The success of "The Civil War" also sparked interest in the documentaries Mr. Burns made before his 1990 masterwork. In response, PBS will air two of those films -- "The Statue of Liberty" and "Huey Long" -- in a Wednesday retrospective titled "Ken Burns -- GM Mark of Excellence Presentation Night." The films will run back to back on Maryland Public Broadcasting channels beginning at 8 p.m.
"It's a little bit weird to be 38 and having a retrospective," Mr. Burns said. "I guess a lot of it has to do with 'The Civil War' getting the greater audience curious about what I had done. And the greater audience in terms of PBS isn't too bad. Modest success on public television still means 8 million people might see what you've done. Documentaries still reach people."
"The Statue of Liberty" is a 1985 study nominated for an Academy Award and "Huey Long" is a 1986 biography of Louisiana's populist Kingfish.
Other documentaries by Mr. Burns include "The Brooklyn Bridge," "Thomas Hart Benton," "The Shakers: Hands to Work, Hearts to God" and this year's "Empire of the Air: The Men Who Made Radio."
"I never took a formal course in American history," Mr. Burns said. "I loved it, but this fascination with the past started when I was working on an experimental film in college. It was 1974, and I needed voices for first-person diary material.
"And it's never as much about the past as it is about the present -- how we see the present through the events of the past. History is our best teacher, and the rewards for pursuing it are wonderful. The more you chase it, the more you are fed."

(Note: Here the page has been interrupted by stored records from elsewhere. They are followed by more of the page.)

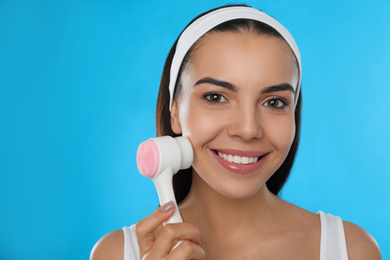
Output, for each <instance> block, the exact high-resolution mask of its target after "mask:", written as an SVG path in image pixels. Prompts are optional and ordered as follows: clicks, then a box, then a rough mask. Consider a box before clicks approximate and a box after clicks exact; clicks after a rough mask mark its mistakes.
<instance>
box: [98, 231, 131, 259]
mask: <svg viewBox="0 0 390 260" xmlns="http://www.w3.org/2000/svg"><path fill="white" fill-rule="evenodd" d="M123 243H124V238H123V231H122V230H115V231H112V232H110V233H108V234H106V235H105V236H103V237H102V238H101V239H99V241H98V242H97V243H96V244H95V246H94V247H93V249H92V252H91V256H90V260H107V259H110V260H111V259H112V260H116V259H118V260H122V259H123V250H124V248H123Z"/></svg>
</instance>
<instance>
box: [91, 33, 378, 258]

Mr. Burns keeps a sign on the door of his Florentine office. It says, "We're looking for ideas large enough to be afraid of again."
The project to be afraid of is a documentary series about baseball. PBS will premiere the documentary in 1994.
"We tend to think history must be this respectful, formal approach to presidents and wars," Mr. Burns said, "but history is about anything that has come before us. Baseball is truly the national pastime, and its history is our history.
"It's about racial tensions and civil rights, scandal and reform, the individual and the collective, labor and management, heroics and tragedy. It's all there."
Those interviewed for this baseball history include comedian Billy Crystal, New York Gov. Mario Cuomo and writer George Plimpton.
The filmmaker also is at work on a series of five documentaries about such famous Americans as Thomas Jefferson and Mark Twain.
If the acclaim for "The Civil War" gave Mr. Burns recognition rarely lavished on a documentary director, it made a folk hero and sex symbol out of 75-year-old novelist-historian Shelby Foote, the series' storyteller and commentator.
"I was happy to perform that service," Mr. Burns said. "I think we should make room for him on Mount Rushmore."